Pourbus painted this Last Judgement for the courtroom of the Liberty of Bruges, a wide administrative area around the city. Christ is surrounded by saints while the graves on earth burst open and the dead rise again. He sends the chosen ones to heaven and the sinners to hell. The muscular figures are reminiscent of Michelangelo’s Last Judgement in the Sistine Chapel, with which Pourbus was familiar from prints.

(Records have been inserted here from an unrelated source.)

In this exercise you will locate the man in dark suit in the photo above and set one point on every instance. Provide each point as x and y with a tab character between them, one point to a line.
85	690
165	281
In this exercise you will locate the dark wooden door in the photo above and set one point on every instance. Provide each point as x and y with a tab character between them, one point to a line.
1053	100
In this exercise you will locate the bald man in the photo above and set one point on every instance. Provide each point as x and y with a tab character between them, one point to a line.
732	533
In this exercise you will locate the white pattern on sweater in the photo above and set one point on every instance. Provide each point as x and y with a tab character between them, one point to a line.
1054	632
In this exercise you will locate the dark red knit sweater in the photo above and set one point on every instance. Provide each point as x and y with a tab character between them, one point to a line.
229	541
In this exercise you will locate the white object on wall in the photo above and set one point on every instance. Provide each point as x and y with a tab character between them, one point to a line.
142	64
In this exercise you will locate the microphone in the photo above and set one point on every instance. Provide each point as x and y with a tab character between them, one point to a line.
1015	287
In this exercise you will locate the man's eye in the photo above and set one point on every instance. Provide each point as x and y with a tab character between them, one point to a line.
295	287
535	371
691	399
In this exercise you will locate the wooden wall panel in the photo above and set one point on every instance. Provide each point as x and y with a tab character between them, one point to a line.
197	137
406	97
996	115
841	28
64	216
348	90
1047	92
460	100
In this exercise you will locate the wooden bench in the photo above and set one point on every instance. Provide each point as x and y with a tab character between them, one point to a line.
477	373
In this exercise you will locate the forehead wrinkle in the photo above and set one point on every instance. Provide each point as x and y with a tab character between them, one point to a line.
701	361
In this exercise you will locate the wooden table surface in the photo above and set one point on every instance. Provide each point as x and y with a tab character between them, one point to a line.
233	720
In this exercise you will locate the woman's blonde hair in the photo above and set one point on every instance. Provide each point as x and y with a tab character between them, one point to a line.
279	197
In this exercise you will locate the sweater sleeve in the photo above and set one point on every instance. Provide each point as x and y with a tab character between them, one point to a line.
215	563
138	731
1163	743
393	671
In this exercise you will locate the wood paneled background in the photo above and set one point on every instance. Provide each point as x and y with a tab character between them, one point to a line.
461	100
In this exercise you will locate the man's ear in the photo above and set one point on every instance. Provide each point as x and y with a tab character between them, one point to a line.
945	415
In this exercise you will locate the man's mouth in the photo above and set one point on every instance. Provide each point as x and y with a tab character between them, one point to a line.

The Last Judgement by Pieter Pourbus was commissioned by the Alderman’s Chamber of the Brugse Vrije (the Liberty of Bruges), an independent castellany located around Bruges, with its seat at the Burg in Bruges. Justice was administered in this chamber. The painting served as an exemplum iustitiae, a reminder for the judges to be fair-minded. After all, as the Last Judgement
shows, everyone, including the judges, will stand trial at the End of Time. A painting by Gillis van Tilborgh from 1656 portrays a court session at this location. Pourbus’s work is clearly recognizable on the left. It faces a sculpted fireplace with Charles V (on the right in the painting) at the centre, who is almost stepping out of his wooden frame into the room and thus features prominently. He is surrounded by his ancestors. These figures are part of an intricate iconographic scheme that emphasizes that Charles is the only true sovereign of the Brugse Vrije and that the judges administer justice in his name. Not only does God follow the judges’ actions, but the emperor is watching too.